Jeannie and Lisa visit Pinker; he is identical to Steve, but had no twin at birth and was born two weeks after Steve, in a different state. Both men's fathers were in the military when the couples sought fertility treatments at the Aventine Clinic in Philadelphia, Pennsylvania. She visits Aventine, which was founded by Genetico in 1972 to pioneer in vitro fertilization. Jeannie escapes an attack by the rapist, whom she mistakes for Steve. Returning to Baltimore, she learns Steve was there during the attack, confirming that the rapist was the titular "third twin." The identical men are clones, illegally implanted into women treated at Aventine. Jeannie's software is run on an FBI database, but Berry forces the ethics issue; to access the search results, Jeannie must prevail in a discipline-committee hearing. Steve competently defends her, but Berry secures Jeannie's dismissal via bribes. However, Pete has been released from prison for good behavior; he helps Jeannie steal the data.

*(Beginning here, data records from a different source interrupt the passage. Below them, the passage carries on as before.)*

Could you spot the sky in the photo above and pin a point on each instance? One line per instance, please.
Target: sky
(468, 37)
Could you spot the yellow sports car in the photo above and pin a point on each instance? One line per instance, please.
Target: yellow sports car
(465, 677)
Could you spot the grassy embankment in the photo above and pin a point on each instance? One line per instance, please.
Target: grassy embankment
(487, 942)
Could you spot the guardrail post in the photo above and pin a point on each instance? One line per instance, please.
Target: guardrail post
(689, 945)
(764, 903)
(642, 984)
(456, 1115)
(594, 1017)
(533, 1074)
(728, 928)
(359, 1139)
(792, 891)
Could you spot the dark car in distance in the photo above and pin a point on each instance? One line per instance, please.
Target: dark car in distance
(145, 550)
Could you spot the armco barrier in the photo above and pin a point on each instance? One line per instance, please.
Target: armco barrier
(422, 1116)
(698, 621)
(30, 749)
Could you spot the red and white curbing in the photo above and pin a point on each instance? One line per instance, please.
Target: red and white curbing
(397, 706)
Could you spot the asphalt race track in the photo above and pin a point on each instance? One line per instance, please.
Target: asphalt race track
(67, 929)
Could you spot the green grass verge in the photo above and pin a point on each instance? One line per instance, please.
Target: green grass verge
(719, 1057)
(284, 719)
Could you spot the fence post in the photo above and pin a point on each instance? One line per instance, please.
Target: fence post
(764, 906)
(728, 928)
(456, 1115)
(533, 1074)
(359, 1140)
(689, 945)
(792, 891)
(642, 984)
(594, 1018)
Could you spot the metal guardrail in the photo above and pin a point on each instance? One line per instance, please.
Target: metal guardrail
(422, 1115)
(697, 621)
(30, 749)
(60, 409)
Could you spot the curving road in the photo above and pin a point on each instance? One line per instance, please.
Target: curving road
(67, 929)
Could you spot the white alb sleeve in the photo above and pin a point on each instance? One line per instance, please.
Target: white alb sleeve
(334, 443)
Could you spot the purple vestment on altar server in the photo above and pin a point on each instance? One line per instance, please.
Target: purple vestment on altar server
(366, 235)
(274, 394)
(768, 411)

Jeannie travels to New York City with Lt. Delaware to meet search result Wayne Stattner. He is a fourth twin; although it's apparent Stattner is a sadist, he has an alibi for Lisa's rape. Steve's father, Col. Charles Logan, reveals that the motivation for the cloning was a "super-soldier" program; Steve was literally bred to be a killer. Col. Logan runs Jeannie's search on The Pentagon's computers, yielding three suspects: Henry King, George Dassault, and Harvey Jones. Jeannie and Lisa prove that Harvey Jones of Philadelphia is the rapist. Harvey is Berry's son, whom Berry sends to spy on Jeannie by impersonating Steve. Jeannie detects him and Steve subdues him. Jeannie, Lisa, and Steve crash the Landsmann-Genetico press conference. Steve tries to spy on Berry, who restrains Steve and frees Harvey. Lisa brings King, Dassault, and Stattner to the press conference; Harvey is present and Steve also arrives, drawing the press' attention. Steve realizes that his identity is determined by free will, and not by his genes or upbringing.

Nine months later, Jeannie and Steve prepare to take their honeymoon. Genetico and its founders have been discredited, Pete has started a profitable private security business, and Harvey is in prison. Jeannie has taken a lucrative position at Landsmann, and has moved her mother into a better facility.

Film[]

A 1997 television film based on the book starred Kelly McGillis as Doctor Jean Ferrami and Jason Gedrick as Steve Logan, Harvey Jones, and the other clones.

Reception[]

Carlos Ramet noted that the character of Jeannie Ferrami, one of the novel's main protagonists, is an example of the a change in Follet's writing, i.e. "the change in emphasis from male to female perspective" and the development of capable and heroical female characters.[4]

References[]

  1. ^ "Best Sellers: Fiction Paperback". The New York Times. 21 September 1997. Retrieved 19 November 2013.
  2. ^ In his acknowledgments of people who helped his research for the book, Follet mentioned "Professor Trish VanZandt and her colleagues" at Johns Hopkins University in Baltimore, on which the fictional Jones Falls is evidently modeled.
  3. ^ In some editions of the book the company is called "Threeplex"
  4. ^ Carlos Ramet (1999). Ken Follett: The Transformation of a Writer. Popular Press. pp. 124–126, 129. ISBN 978-0-87972-798-7.